The Smart Home

APR
06
2016

Three Considerations for Home Technology

Incorporating tech needs into a project’s design phase leads to better performance and fewer aesthetic compromises.

By Jason GriffingPrint

Modern life is increasingly technology-reliant, and we know that today’s living spaces demand a growing level of tech compatibility. The smart move is to discuss this just as early and with the same thoroughness as electrical and lighting plans. So why do so few of us account for that when designing our homes? 

The signs of this collective oversight are everywhere. Routers and ugly network devices hiding in plain sight. Cable boxes and receivers shoehorned into furniture. Component fan-noise within earshot of primary rooms. WiFi dead zones.

These are honest mistakes. After all, the isolated act of hanging a TV or installing a pair of speakers doesn’t seem to require much in the way of planning. But it’s what you don’t see that determines how technology fits into your daily environment. Without prior planning, unnecessary aesthetic compromises are inevitable. 
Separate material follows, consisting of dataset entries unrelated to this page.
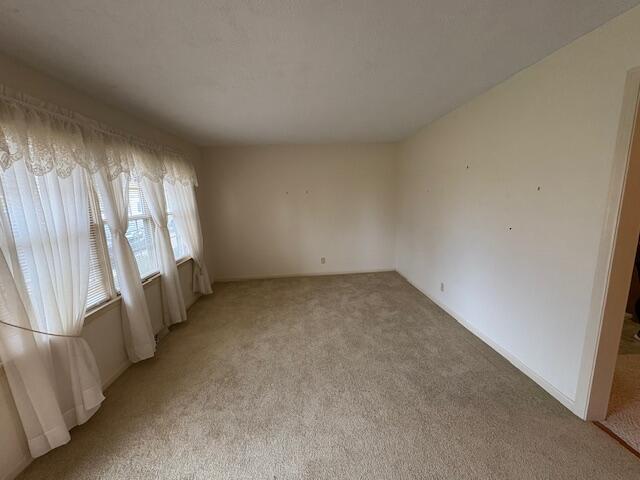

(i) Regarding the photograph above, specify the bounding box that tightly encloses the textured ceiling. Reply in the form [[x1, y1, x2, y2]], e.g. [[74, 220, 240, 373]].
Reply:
[[0, 0, 640, 145]]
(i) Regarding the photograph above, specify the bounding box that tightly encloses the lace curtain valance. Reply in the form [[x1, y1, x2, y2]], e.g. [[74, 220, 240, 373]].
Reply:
[[0, 85, 197, 185]]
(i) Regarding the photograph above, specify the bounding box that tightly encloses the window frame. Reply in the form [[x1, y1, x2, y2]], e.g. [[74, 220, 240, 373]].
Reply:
[[85, 177, 192, 318]]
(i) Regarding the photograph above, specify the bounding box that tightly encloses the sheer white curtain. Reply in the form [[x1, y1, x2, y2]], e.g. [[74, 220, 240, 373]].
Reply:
[[93, 168, 156, 362], [165, 182, 211, 295], [0, 162, 104, 453], [0, 85, 196, 457], [0, 192, 71, 457], [140, 177, 187, 325]]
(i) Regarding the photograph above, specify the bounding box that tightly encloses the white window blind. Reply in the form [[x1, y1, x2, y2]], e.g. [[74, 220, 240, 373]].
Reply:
[[87, 189, 113, 310], [164, 188, 189, 260], [104, 178, 158, 291]]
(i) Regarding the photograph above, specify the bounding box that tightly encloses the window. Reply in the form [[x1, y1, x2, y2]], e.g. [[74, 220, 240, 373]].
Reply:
[[82, 178, 188, 309], [104, 178, 158, 291], [87, 189, 115, 310]]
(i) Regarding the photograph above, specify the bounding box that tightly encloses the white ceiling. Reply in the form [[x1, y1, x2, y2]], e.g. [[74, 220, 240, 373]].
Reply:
[[0, 0, 640, 145]]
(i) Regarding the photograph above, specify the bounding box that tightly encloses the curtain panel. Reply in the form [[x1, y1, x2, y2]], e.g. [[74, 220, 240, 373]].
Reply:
[[165, 183, 212, 295], [0, 86, 204, 457]]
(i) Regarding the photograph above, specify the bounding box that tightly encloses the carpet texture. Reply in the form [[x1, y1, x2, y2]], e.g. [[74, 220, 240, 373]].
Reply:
[[20, 273, 640, 480], [602, 319, 640, 452]]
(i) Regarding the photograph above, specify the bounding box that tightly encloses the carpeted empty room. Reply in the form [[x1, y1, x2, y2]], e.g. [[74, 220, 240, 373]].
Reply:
[[0, 0, 640, 480], [20, 272, 640, 480]]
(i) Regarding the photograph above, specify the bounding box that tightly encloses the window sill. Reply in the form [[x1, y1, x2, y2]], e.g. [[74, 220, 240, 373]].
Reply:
[[84, 257, 192, 326], [0, 257, 193, 372]]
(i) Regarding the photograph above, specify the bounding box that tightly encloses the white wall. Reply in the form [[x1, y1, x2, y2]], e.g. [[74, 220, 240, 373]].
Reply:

The good news is, an ounce of prevention is worth a pound of cure. A thorough review of technology’s role in your home during the design phase will uncover potential pitfalls, help minimize the visual impact on the space, and ensure optimum performance. 

Here are three things to consider while designing your space:

1. Do you have adequate space in a concealed location to house components and manage cabling? The devices add up quickly: Cable boxes, AV receivers, gaming consoles, network switches, power conditioners, and more. Your best bet is to account for a floor-standing (or wall-mounted) AV / network rack, kept in either a mechanical room or large closet. Plan for a footprint no less than 24” wide x 30” deep. Homes larger than 6,000 square feet may require multiple racks, depending on the technology requirements. 

2. Is your heat load properly controlled? Centralizing components in a mechanical room or closet makes heat mitigation easy, because you only have to contend with heat issues in a single, out-of-sight area. If components must be housed inside visible furniture, plan on exhausting heat from up high, in the rear of the cabinet. Cool “make up” air will need a way to enter the cabinet, which is most easily done through a vent or series of small holes in the cabinet’s toe-kick.

3. Have you accounted for proper WiFi coverage using access points in concealed locations? WiFi dead spots are the bane of any home technology system, but they can be eliminated through the use of dedicated access points. The best locations for these access points are typically on the top shelf of closets or pantries. Not only is the range improved by installing them up high, but they practically disappear. For optimum performance, plan on using one access point for every 1,000 square feet of space.

These three simple considerations, handled at the right time, will save you time and money while protecting the visual integrity of your home. And that’s always a good idea.